「街づくりのDX(デジタルトランスフォーメーション)」の実現を目指し、東急(渋谷区南平台町)は7月1日、新組織としてデジタルプラットフォーム準備プロジェクト「URBAN HACKS(アーバン・ハックス)」を設立した。
東急線の利用者は年間11億人、沿線に暮らす人々は500万人を超える。鉄道事業のほか、ホテルや百貨店、映画館、ウエルネス事業、カード、電力会社など200社を超える東急グループのリソースは幅広い領域に広がっているが、十分に活用しきれていない現状がある。そこで新組織であるデジタルチームの発足に伴い、グループの領域を横断する顧客視点のサービス開発や、体験設計を実行する組織体制を構築していくという。

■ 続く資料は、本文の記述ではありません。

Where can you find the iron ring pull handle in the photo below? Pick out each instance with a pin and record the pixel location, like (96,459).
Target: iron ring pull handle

陣頭指揮を執るのは、前職の日産でデジタル組織の立ち上げ経験を持つプロジェクトオーナーの宮澤秀右さん。東急沿線にデジタルをフル活用した街づくりを実現するため、今春、東急に入社。わずか3カ月で新組織を設立し、他に例のない「街づくりのDX」という大きな挑戦に挑む。記者発表に登壇した宮澤さんは「私も東急沿線に暮らしているが、鉄道、百貨店、ストアなどでそれぞれアプリがあるが、顧客からすればデジタル接点がバラバラで最適とは言えない」とし、年間11億人が利用するリアルな顧客基盤を利用し、「デジタル×リアル」を駆使したサービスの提供で「世界一住みたくなる沿線を目指したい」と高い目標を掲げる。

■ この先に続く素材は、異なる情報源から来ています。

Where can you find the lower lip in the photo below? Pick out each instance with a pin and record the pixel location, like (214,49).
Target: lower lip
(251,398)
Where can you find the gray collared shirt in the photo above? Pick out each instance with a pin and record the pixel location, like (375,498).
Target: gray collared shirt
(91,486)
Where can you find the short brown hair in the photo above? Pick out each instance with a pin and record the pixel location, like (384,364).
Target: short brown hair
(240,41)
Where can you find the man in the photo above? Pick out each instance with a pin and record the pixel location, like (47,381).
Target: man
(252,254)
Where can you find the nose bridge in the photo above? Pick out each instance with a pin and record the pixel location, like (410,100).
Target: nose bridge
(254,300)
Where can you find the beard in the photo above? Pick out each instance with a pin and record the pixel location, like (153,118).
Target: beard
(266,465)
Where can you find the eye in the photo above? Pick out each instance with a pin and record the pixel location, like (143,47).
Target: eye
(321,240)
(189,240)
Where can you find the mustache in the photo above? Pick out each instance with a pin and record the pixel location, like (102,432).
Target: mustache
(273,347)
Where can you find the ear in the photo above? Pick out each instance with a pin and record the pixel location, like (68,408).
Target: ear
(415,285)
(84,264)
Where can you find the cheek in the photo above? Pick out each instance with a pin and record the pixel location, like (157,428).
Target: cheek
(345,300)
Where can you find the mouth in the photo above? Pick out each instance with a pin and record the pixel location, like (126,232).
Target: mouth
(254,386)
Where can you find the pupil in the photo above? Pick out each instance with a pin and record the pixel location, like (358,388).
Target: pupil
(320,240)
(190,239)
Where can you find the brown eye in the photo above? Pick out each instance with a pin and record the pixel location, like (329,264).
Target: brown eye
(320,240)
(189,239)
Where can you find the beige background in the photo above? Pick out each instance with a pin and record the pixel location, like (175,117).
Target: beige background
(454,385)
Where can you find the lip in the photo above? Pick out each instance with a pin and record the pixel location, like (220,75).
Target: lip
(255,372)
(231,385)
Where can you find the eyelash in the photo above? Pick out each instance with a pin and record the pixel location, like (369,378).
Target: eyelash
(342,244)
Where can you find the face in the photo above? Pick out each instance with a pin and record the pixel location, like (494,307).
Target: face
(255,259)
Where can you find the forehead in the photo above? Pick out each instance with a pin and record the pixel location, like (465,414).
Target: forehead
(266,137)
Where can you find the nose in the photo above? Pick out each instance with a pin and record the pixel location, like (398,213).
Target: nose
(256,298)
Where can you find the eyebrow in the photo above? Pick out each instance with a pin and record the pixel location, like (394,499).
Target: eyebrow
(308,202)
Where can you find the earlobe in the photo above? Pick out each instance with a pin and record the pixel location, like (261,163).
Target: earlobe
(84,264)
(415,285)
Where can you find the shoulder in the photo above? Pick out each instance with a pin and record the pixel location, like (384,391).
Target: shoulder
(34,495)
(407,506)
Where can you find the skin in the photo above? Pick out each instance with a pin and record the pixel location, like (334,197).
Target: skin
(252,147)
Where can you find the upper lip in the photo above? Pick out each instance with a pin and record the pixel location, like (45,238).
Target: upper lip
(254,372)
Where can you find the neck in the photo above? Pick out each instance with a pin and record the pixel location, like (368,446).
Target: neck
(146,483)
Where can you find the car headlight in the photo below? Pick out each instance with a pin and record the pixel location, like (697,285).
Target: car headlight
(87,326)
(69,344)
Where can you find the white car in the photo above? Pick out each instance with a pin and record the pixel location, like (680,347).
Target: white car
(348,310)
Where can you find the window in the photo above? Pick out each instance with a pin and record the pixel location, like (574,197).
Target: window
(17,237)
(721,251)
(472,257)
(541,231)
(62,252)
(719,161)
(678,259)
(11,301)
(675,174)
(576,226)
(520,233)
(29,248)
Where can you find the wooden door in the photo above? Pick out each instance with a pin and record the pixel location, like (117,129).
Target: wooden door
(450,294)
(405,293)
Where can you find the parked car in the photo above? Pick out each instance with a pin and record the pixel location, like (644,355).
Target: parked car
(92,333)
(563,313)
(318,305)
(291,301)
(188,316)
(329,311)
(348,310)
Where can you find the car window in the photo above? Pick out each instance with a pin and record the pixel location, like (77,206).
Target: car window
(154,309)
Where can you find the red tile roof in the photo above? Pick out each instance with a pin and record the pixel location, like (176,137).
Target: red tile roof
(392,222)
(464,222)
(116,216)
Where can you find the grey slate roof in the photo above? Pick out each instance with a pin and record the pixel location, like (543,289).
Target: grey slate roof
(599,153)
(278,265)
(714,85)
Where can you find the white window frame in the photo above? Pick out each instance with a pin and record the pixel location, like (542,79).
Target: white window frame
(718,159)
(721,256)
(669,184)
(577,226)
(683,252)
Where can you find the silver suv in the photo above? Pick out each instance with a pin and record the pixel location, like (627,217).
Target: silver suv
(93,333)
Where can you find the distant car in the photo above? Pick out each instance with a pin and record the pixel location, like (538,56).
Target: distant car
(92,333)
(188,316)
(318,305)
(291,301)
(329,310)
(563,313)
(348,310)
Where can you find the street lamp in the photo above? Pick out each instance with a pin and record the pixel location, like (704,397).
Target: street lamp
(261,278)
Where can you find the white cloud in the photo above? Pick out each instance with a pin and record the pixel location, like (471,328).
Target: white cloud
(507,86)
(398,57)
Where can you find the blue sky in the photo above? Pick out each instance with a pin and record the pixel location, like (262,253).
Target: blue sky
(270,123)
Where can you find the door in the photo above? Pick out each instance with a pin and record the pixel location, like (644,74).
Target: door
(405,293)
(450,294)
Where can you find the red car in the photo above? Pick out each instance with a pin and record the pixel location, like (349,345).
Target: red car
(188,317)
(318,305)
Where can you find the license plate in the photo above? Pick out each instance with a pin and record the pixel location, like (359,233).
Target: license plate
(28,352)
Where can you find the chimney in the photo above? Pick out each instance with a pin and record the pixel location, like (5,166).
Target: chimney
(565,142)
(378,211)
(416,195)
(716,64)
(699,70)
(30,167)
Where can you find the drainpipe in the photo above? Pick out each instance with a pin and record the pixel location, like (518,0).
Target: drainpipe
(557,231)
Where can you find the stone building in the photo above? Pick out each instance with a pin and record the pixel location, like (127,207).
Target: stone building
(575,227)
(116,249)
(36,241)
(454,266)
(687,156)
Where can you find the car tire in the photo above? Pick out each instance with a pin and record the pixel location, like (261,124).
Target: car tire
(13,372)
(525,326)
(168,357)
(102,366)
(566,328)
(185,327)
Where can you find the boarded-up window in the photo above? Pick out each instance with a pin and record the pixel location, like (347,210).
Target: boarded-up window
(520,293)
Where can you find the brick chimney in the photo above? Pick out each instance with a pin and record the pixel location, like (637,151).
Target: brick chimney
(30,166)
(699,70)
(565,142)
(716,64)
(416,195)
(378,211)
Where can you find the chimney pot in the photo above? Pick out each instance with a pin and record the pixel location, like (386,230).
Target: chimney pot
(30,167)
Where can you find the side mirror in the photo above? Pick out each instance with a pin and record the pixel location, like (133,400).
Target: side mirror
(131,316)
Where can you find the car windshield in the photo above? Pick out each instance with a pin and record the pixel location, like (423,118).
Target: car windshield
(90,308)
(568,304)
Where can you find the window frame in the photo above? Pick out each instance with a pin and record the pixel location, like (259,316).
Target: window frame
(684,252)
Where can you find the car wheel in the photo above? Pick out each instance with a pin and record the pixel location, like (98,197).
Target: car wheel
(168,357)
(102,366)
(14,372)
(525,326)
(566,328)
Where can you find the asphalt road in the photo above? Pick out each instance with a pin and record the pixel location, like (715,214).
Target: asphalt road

本格的な始動に向け、3つの活動方針を示す。1つ目は「『人の暮らし』につながるエンジニアリングの実現」とし、顧客中心のサービスデザインや体験を最大化するため、新しい顧客価値を創造するソフトウエアの開発を進めていくという。2つ目は「大企業の安定性と、スタートアップの挑戦力」とし、大企業になると新しい取り組みを行うのに時間が掛かるが、今回の新組織は異例のスピードで実現。同プロジェクトにはスタートアップのような技術と才能を生かす環境、柔軟な考えが必要である点を挙げる。最後は「徹底した『内製開発』で意味あるサービス」を掲げ、「我が事」として顧客に寄り添いながらスピーディーに完成に向け高めていけるプロフェッショナルな人材採用を進めていくという。
内製開発に向けたチーム体制を整えるため、「街づくりDX」に挑戦したい高度ソフトウエア・エンジニアリング人材を外部から広く募集する。主な職種はCTO候補、デザインマネジャー、サービスデザイナー/UX、エンジニアリングマネジャー、UIなど。10月ごろまでに10人規模のチーム作りを目指し採用を行う。活動拠点は「渋谷スクランブルスクエア」(渋谷区渋谷2)内の「WeWork(ウィーワーク)。数年後には50人規模、将来的には子会社化も視野に入れているという。